De in dit vonnis genoemde bijlagen maken deel uit van dit vonnis.

11.Beslissing

De rechtbank:
verklaart bewezen, dat de verdachte het ten laste gelegde feit, zoals hiervoor omschreven, heeft begaan;
verklaart niet bewezen hetgeen aan de verdachte meer of anders ten laste is gelegd dan hiervoor bewezen is verklaard en spreekt de verdachte daarvan vrij;
stelt vast dat het bewezen verklaarde oplevert het hiervoor vermelde strafbare feit;
verklaart de verdachte strafbaar;
gelast dat de verdachte wordt geplaatst in een
inrichting voor stelselmatige dadersvoor de duur van
2 (twee) jaren;
wijst af de gevorderde tenuitvoerlegging van de bij vonnis van 26 januari 2016 met parketnummer 10/741301-15 van de meervoudige kamer van deze rechtbank aan de veroordeelde opgelegde voorwaardelijke gevangenisstraf.
Dit vonnis is gewezen door:
mr.
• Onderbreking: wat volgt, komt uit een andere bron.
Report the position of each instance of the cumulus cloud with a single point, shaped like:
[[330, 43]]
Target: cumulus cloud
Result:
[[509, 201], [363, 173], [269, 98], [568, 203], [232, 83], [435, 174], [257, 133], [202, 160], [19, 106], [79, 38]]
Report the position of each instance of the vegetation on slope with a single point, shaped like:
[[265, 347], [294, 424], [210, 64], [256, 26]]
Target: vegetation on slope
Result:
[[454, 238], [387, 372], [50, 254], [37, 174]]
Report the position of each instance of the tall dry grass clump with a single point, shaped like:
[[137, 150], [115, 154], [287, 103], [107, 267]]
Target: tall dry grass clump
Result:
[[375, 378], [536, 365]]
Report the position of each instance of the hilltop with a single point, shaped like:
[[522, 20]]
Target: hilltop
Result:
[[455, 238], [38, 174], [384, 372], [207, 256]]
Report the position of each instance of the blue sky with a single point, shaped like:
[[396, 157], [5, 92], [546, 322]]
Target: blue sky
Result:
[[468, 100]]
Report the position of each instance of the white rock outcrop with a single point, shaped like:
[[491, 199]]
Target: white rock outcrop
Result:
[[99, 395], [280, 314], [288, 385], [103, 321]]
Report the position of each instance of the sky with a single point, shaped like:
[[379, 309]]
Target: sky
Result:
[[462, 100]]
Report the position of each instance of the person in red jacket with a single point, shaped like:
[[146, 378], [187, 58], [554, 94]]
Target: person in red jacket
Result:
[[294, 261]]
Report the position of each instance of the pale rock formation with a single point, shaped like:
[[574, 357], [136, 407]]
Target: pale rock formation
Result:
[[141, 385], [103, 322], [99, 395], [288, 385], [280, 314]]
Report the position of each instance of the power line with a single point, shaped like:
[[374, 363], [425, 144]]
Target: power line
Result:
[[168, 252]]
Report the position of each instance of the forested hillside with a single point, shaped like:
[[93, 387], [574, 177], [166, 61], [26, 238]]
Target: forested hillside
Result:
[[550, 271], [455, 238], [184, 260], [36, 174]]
V.F. Milders, voorzitter,
en mrs. G.P. van Beek en J.C.A.M. Los, rechters,
in tegenwoordigheid van mr. S. Salah-Hashim, griffier,
en uitgesproken op de openbare terechtzitting van deze rechtbank op 3 januari 2019.
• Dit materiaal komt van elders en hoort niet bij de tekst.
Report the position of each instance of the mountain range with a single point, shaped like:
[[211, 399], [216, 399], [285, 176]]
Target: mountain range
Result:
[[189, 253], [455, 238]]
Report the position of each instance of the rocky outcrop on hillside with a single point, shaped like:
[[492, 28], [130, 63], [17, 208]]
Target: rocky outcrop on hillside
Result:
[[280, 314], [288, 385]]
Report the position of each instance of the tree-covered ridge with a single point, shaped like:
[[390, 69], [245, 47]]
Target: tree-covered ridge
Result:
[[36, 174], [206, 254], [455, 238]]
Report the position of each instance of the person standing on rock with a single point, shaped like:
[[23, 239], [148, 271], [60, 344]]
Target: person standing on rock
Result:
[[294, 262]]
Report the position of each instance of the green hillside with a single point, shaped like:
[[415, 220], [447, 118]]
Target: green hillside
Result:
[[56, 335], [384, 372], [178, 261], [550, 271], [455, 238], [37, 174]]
De jongste rechter is buiten staat dit vonnis mede te ondertekenen.
Bijlage I
Tekst tenlastelegging
Aan de verdachte wordt ten laste gelegd dat:
hij op of omstreeks 16 september 2018 te Rotterdam [naam slachtoffer] (meermalen) heeft bedreigd met enig misdrijf tegen het leven gericht en/of met zware mishandeling, door die [naam slachtoffer] dreigend de woorden toe te voegen
"Ik ga een AK kopen en alle agenten neerschieten" en/of
"Ik ga je opzoeken, dan snijd ik je helemaal open" en/of
"Ik lepel je blauwe ogen eruit" en/of
"Ik ga met een scheermes in jouw gezicht snijden. Jij krijgt hier vijftig
littekens van" en/of
"Ik ga je doodsteken" en/of
"Ook al moet ik het hele land door, ik zoek je op en maak je af", althans woorden van gelijke dreigende aard of strekking.